Leyendo uno de los relatos que integran el volumen de "Monstruos parisinos", de Catulle Mendès (traducido por José Manuel Ramos González y editado por Ardicia), concretamente el titulado "Anne de Cadour", ha llamado mi atención -desviándola así del asunto literario propiamente dicho- una inopinada enumeración de las "finas encuadernaciones de libros de poemas" que pueden hallarse en un cajón del tocador de la mundana protagonista. Cuatro nombres significativos asoman en el relato, destinado a una publicación periódica de amplia difusión en la época, y que casi constituirían una especie de recomendación "subliminal" -como esos inconfundibles primeros planos de bebidas refrescantes que, de cuando en cuando, aparecen fugazmente en las escenas más intrigantes o atrayentes de las películas.
Se trata, en este orden, de Armand Silvestre, Sully Prudhomme, François Coppée y Léon Dierx. La mención no es baladí.
El primero fue, como Mendès, miembro de una familia pudiente, prolífico poeta y escritor de cuentos de tipo humorístico; además de un bien remunerado crítico de arte, creó también un gran número de libretos de ópera y de obras de teatro. Recibió numerosas distinciones honoríficas en vida, y ostentó no menos cargos públicos hasta su muerte, acaecida en 1901.
Ese mismo año, el segundo, Sully Prudhomme, obtuvo el primer premio Nobel concedido en la Historia. Antes, ya había obtenido uno de los prestigiosos y codiciados sillones de la Académie Française. Fue, quizá, el único parnasiano "todoterreno", escribiendo además de poesía y prosa, buen número de libros sobre estética y filosofía. Por supuesto, sus ideas estéticas y filosóficas se acomodaban perfectamente con los intereses de las clases dominantes -es decir, eran políticamente correctas.

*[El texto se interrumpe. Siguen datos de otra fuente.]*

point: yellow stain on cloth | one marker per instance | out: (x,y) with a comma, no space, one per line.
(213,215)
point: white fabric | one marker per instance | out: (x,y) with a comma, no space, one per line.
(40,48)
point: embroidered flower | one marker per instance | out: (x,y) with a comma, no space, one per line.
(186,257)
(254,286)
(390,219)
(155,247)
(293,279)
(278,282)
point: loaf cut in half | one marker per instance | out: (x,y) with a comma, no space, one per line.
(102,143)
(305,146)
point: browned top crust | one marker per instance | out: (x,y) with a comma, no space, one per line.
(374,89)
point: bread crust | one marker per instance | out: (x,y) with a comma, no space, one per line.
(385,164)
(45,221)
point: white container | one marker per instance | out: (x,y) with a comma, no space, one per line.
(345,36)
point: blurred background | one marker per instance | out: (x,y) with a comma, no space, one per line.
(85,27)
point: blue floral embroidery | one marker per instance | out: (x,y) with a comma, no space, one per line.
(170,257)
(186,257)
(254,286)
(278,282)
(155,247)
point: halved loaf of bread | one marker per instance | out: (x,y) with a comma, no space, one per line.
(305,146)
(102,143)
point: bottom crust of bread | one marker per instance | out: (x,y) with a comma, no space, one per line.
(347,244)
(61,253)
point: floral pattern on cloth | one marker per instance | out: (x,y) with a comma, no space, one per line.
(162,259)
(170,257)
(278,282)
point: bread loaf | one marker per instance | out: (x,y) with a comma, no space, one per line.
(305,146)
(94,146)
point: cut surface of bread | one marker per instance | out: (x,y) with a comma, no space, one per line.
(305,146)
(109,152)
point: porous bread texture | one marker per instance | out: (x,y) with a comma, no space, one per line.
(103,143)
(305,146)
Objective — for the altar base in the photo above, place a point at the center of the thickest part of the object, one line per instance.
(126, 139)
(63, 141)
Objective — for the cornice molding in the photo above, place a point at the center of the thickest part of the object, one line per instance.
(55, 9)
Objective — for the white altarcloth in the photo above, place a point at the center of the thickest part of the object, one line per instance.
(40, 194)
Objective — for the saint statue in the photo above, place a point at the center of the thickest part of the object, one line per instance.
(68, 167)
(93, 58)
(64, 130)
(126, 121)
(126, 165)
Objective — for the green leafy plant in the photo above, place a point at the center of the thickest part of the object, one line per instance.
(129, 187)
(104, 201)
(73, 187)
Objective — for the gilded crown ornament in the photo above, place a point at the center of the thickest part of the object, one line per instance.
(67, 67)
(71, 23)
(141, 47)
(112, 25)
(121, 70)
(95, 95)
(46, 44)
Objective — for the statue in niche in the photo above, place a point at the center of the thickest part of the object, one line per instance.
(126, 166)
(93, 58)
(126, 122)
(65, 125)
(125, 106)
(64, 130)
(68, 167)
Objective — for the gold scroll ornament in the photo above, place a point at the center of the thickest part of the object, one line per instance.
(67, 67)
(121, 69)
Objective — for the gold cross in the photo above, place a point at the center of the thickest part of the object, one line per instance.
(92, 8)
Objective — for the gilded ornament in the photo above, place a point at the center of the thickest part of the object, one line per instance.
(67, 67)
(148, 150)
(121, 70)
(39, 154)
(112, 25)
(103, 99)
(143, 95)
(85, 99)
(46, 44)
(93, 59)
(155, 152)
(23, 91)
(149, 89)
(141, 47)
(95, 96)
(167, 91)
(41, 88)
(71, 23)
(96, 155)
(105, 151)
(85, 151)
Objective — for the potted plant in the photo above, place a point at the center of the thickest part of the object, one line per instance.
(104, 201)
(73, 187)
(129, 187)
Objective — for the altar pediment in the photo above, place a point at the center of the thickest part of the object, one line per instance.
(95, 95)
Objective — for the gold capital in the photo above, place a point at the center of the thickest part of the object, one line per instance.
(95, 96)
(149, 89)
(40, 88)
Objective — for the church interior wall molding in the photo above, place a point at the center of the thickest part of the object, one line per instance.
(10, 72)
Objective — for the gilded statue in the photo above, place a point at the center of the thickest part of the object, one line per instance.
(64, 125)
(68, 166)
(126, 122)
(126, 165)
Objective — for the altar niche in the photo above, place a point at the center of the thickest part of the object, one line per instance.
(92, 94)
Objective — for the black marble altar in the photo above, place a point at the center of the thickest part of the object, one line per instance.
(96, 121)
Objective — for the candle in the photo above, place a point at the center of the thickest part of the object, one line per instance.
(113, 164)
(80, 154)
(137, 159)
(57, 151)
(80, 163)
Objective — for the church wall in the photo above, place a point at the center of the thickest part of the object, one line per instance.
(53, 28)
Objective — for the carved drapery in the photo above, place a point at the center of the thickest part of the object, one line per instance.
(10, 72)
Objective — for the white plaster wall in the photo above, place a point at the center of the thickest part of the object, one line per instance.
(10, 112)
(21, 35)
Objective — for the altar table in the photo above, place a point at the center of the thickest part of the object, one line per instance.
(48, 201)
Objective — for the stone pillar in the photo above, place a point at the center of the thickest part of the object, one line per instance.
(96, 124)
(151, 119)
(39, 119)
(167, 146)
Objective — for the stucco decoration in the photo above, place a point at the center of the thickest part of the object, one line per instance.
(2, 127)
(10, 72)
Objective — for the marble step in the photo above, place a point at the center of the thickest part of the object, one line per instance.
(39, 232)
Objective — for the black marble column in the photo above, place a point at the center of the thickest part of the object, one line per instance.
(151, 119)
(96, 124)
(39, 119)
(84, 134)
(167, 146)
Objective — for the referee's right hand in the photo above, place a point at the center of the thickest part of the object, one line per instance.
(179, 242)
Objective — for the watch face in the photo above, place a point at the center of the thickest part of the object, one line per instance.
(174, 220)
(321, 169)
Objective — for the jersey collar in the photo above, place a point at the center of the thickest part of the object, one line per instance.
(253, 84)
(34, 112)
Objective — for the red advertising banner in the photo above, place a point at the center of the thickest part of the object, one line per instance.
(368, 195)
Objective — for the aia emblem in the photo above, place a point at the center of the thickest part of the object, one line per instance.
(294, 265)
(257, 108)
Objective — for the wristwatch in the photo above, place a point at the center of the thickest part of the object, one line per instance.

El tercer poeta en tirada editorial es Coppée, otro miembro de la Académie Française. Y no es de extrañar. Como dramaturgo, obtuvo los mayores éxitos de la escena francesa -que entonces era casi lo mismo que decir la escena europea-; aunque esta vez no por agradar a los grandes, sino a los "pequeños" pero muchos, es decir, al público llano. Sus libros de poesía eran tremendamente populares, y sus grandes tiradas hacían las delicias de los parisinos humildes... precisamente porque en ellos retrataba sus vidas cotidianas, usando ampliamente el argot de los barrios bajos. Cómo no, el chauvinismo más exaltado y el catolicismo más piadoso e ingenuo se alternan en su obra. Y, cómo no, su mensaje es claro y comprensible a más no poder -lo más alejado que quepa imaginarse de las ambigüedades simbolistas de Mallarmé o Rimbaud, a los que criticaba abiertamente.
El último es Léon Dierx, sucesor y "alter ego" católico de Leconte de Lisle -del que ya se ha hablado la semana pasada. Se pasó la vida escribiendo exclusivamente poesía, y obteniendo un premio literario tras otro.
Como se puede ver, junto con Mèndes, aquí tenemos al Parnaso triunfal: el grupo de creadores que supo rentabilizar de una forma más beneficiosa su talento, llegando a vivir de su fama y de su pluma. ¡Qué duda cabe que Verlaine no tuvo en mente a ninguno de ellos cuando acuñó la expresión "poetas malditos"!